A huge debate is under way within and among carriers as to which of their 50 to 60 operations comprise their core business, Carroll said at last week’s “Wireless & Satellite Conference,” held by Donaldson, Lufkin & Jenrette Securities Corp. In his assessment, just 10 “are integral” to each wireless telecommunications provider.
“Network operations and assets represent 45 (percent) to 50 percent of (carriers’) embedded cost structure,” Carroll said.
“Network operations (comprise) about $10 billion in the [United States] and three-to-four times that internationally. Companies like ours can take $2 (billion) to $3 billion out of the cost structure, so a brand new [multi-billion-dollar] industry is about to be created … as we did in the [information technology] world.”
To take advantage of that opportunity, LCC joined forces several weeks ago with Dean & Co. to create a new outsourcing service “that will be focused only on bringing down the cost structure of [the wireless telecommunications] industry,” he said.
The primary target market for this new offering will be the 200-plus carriers in 60 countries that account for more than 80 percent of annual revenues for McLean, Va.-based LCC. However, Carroll added that LCC also sees great opportunities in Africa, Europe and the Middle East, where new carriers are owned by railroads, financial institutions and power companies, “which have lots of money but little experience in telecommunications.”

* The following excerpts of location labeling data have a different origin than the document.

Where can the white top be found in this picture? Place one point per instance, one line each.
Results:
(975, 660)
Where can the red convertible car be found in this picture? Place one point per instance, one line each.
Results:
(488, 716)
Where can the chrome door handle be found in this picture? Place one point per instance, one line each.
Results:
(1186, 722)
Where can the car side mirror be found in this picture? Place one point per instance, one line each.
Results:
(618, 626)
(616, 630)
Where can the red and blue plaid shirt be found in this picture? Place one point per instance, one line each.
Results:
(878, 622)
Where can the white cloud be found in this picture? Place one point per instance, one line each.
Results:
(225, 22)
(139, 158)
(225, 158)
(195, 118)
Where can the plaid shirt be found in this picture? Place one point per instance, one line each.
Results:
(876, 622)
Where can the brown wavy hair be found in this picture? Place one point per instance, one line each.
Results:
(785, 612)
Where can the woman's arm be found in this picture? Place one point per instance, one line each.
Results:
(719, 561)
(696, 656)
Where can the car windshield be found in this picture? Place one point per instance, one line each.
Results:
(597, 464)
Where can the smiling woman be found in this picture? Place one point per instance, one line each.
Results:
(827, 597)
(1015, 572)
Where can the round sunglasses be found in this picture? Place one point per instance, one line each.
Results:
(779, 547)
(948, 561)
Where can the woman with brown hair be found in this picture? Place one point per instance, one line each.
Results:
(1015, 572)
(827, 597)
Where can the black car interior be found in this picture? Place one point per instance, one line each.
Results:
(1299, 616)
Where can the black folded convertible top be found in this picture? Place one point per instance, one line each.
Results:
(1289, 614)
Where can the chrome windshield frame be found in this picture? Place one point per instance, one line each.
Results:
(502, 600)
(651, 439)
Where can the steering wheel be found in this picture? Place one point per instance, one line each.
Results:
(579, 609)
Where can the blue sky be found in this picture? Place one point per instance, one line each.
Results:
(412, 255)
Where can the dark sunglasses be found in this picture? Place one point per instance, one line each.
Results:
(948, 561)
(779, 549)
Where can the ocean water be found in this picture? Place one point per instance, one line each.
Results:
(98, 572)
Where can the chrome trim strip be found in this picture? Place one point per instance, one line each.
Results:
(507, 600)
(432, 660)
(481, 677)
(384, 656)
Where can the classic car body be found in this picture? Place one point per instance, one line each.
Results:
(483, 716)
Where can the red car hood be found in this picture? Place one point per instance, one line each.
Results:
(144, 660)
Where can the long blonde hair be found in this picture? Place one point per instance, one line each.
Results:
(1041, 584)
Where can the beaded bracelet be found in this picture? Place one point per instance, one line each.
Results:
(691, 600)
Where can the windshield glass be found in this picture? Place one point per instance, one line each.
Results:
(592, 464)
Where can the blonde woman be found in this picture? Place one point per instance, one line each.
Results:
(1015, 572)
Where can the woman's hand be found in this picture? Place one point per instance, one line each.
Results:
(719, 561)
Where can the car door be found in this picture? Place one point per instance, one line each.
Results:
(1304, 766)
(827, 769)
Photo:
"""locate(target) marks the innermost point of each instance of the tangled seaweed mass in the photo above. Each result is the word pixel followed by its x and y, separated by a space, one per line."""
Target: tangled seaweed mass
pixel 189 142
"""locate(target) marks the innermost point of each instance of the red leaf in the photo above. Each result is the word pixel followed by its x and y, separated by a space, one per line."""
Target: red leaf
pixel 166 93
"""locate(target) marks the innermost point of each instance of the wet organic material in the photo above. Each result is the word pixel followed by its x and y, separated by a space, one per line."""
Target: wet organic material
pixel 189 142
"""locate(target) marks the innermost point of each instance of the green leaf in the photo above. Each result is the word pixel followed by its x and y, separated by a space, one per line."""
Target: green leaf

The new outsourcing consultancy comes on the heels of LCC’s decision late last year to enter the business of owning, managing and marketing wireless telecommunications towers. LCC has 160 tower sites up and running in the United States, with a total of 500 anticipated to be completed in this country by year-end, Carroll said. However, he noted LCC believes “the biggest piece” of its new tower business will be in markets abroad.
“We are making a very big investment on a global basis in outsourcing of network operations and tower management. I don’t know any [other company] like us. Our competitors would be Andersen Consulting or IBM (Corp.), but our greatest resource is knowledge, and we are sitting on a pile of it,” Carroll said.
“There will be consolidation in (our) industry, and we will be a consolidator. We are in the process of creating a global services company.”